The central bank increased its key rate by 75 basis points to 5.5% on Friday. Only two out of 12 economists in a Bloomberg survey predicted the move, with the majority expecting a repetition of last month’s full percentage-point hike.

Policy makers have now lifted borrowing costs eight times in a year to tame the fastest surge in prices since 2003. Expectations for a repeat of July’s move rose after Governor Mugur Isarescu said the pace of tightening would be reduced once “the first signs of a slowdown in inflation” had been seen. 

Price growth, which exceeded 15% in June, is poised to remain in double digits until next year, according to the central bank. In a new inflation forecast that they’ll present on Aug. 9, policy makers said inflation would peak in the third quarter, followed by a gradual decline. 

Yet the authorities also face the risk of stifling Romania’s fragile economic recovery and lag the even more aggressive rate increases pursued by regional European Union peers such as Hungary, Poland and the Czech Republic. 

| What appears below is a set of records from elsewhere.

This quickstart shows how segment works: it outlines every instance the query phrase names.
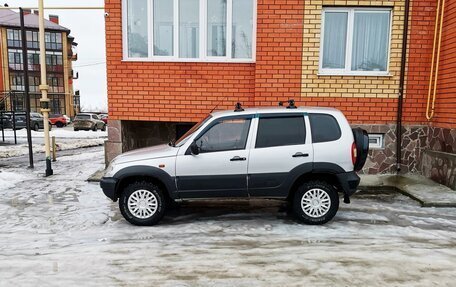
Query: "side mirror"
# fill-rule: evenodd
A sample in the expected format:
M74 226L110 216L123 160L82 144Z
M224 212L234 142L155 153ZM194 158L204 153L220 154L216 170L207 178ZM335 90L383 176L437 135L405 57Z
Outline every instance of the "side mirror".
M198 155L199 154L199 147L196 145L196 142L192 142L192 144L190 145L190 151L194 155Z

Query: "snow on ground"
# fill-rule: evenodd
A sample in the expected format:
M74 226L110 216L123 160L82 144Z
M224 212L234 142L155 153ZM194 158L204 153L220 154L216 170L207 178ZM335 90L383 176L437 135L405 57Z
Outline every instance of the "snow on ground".
M103 145L107 139L107 132L75 132L73 131L73 127L54 127L50 132L50 136L56 138L57 151L62 151ZM2 135L0 131L0 158L10 158L28 154L27 131L25 129L16 131L16 137L18 144L14 145L13 130L5 130L5 144L2 144ZM32 143L34 153L44 152L44 132L42 130L38 132L32 131Z
M1 286L454 284L456 209L364 193L307 226L278 201L197 201L137 227L85 181L103 166L101 147L62 153L49 178L42 161L34 171L26 157L0 161L17 175L0 185Z

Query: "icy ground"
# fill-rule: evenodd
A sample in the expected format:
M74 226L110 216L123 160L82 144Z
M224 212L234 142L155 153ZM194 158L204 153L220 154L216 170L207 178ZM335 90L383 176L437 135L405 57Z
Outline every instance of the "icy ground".
M46 179L0 159L0 286L455 284L456 209L365 193L306 226L276 201L200 201L140 228L85 181L102 147L62 154Z
M73 131L73 126L64 128L53 127L50 136L56 138L57 151L102 145L107 140L107 132L102 131ZM5 141L0 130L0 159L28 154L27 130L16 131L17 144L14 144L14 132L4 131ZM44 153L44 132L32 131L34 153Z

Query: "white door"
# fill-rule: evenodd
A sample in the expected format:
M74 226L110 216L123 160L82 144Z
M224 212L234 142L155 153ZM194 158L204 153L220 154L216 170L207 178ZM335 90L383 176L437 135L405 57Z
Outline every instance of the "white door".
M248 165L250 196L284 196L294 172L312 170L308 127L304 113L259 116Z
M246 197L252 116L216 119L195 138L199 154L179 152L176 182L181 198Z

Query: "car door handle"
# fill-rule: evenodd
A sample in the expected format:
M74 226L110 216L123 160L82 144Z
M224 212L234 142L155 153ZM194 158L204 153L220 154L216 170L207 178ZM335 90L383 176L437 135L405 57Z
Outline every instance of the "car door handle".
M308 156L309 156L308 153L302 153L302 152L297 152L294 155L292 155L292 157L308 157Z

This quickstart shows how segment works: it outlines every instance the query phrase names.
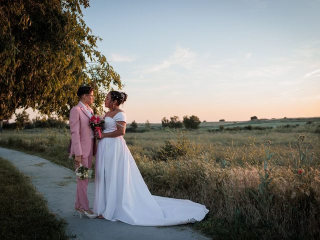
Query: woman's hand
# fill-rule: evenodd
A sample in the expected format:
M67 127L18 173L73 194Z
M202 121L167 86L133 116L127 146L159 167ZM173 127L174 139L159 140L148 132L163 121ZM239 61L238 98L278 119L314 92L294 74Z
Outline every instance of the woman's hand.
M101 138L100 138L99 136L99 133L98 132L98 131L94 131L94 136L96 136L96 138L99 138L99 139L101 139L102 138L104 138L104 133L102 132L101 133Z
M81 164L81 156L76 156L74 160L76 166L79 166Z

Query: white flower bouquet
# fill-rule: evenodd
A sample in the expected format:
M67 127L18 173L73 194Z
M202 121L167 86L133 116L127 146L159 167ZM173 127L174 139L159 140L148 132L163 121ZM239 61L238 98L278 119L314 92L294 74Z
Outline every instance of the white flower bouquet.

A prolonged drought that’s impacting crops and food prices, combined with the war in neighboring Ukraine will continue to take a toll on the $250 billion economy, increasing budget spending and undermining exports.

The central bank has signaled that it aims to reduce the interest-rate gap versus peers, mostly Poland, while keeping market rates broadly in line with regional norms by tightly managing money market liquidity to keep the leu stable, Ciprian Dascalu, a Bucharest-based economist at Erste Group Bank AG who predicted today’s move, said before the decision.

“We see the terminal rate at 6.25% for the key rate by year-end and 7.25% for the credit facility, with the latter remaining the relevant operational policy instrument under firm liquidity management policy,” he said.